Figure 4 summarises the number of M and C reports across ISO 15189 audit management and technical performance, for B and G laboratories during 2015. These data are presented as: (I) mean ± standard error of the mean (SEM) and, (II) median with interquartile ranges. There were no significant differences overall (management and technical M and C frequency) when comparing B and G laboratories (Kruskal-Wallis, P=0.17–0.72). However, a significant difference was detected for the frequency of M and C counts when comparing management versus technical performance, with technical counts significantly higher than management (P<0.001; Freidman test, df=3; χ2=37.15).

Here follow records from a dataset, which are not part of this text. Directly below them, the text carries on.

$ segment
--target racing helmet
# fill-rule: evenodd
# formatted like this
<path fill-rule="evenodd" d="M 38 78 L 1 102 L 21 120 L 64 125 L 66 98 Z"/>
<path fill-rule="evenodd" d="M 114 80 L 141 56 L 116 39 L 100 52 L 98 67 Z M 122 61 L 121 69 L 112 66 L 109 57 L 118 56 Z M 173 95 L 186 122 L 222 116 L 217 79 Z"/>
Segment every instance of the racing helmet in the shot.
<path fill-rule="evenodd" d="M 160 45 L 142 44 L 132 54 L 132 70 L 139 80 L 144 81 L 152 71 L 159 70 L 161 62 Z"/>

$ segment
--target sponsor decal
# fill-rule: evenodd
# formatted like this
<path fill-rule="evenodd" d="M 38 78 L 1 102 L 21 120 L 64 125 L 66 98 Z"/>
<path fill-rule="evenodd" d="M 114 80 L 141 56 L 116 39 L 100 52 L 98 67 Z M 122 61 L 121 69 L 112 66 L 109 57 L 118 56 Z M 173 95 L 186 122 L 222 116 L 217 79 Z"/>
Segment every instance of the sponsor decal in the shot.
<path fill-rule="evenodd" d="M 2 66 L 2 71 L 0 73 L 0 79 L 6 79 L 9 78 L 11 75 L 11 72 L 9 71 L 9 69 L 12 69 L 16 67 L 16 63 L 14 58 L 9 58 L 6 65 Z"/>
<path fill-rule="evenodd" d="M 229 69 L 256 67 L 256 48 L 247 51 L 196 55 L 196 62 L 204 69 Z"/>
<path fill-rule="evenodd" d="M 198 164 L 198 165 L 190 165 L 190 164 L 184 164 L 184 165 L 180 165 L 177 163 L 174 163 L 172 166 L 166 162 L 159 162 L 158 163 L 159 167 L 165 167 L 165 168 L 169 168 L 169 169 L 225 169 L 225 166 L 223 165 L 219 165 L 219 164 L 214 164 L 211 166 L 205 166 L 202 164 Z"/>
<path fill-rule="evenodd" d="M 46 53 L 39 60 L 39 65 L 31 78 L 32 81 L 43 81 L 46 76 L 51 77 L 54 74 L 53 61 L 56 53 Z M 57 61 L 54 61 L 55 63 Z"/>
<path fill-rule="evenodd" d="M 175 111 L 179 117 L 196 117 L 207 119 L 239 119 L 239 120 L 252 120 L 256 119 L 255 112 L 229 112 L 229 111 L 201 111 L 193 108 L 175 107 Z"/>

In light of this result, a stronger focus on technical competence within laboratories is suggested in relation to quality assessment.

Figure 4 Mean ISO 15189 performance category counts (± SEM) (A) and count boxplots (median and range) (B) summarising NATA technical and management performance categories through the enumeration of the number of M (minor non-compliance) and C (condition—major non-compliance) recommendations noted for specific B (n=10) or G (n=11) category laboratories by inspectors. Kruskal-Wallis testing found no significant differences between B and G laboratory C and M counts (P=0.17–0.72), but significant increases for technical counts compared to management counts were observed (P<0.001; Freidman test, df=3; χ2=37.15). SEM, standard error of the mean; NATA, National Association of Testing Authorities.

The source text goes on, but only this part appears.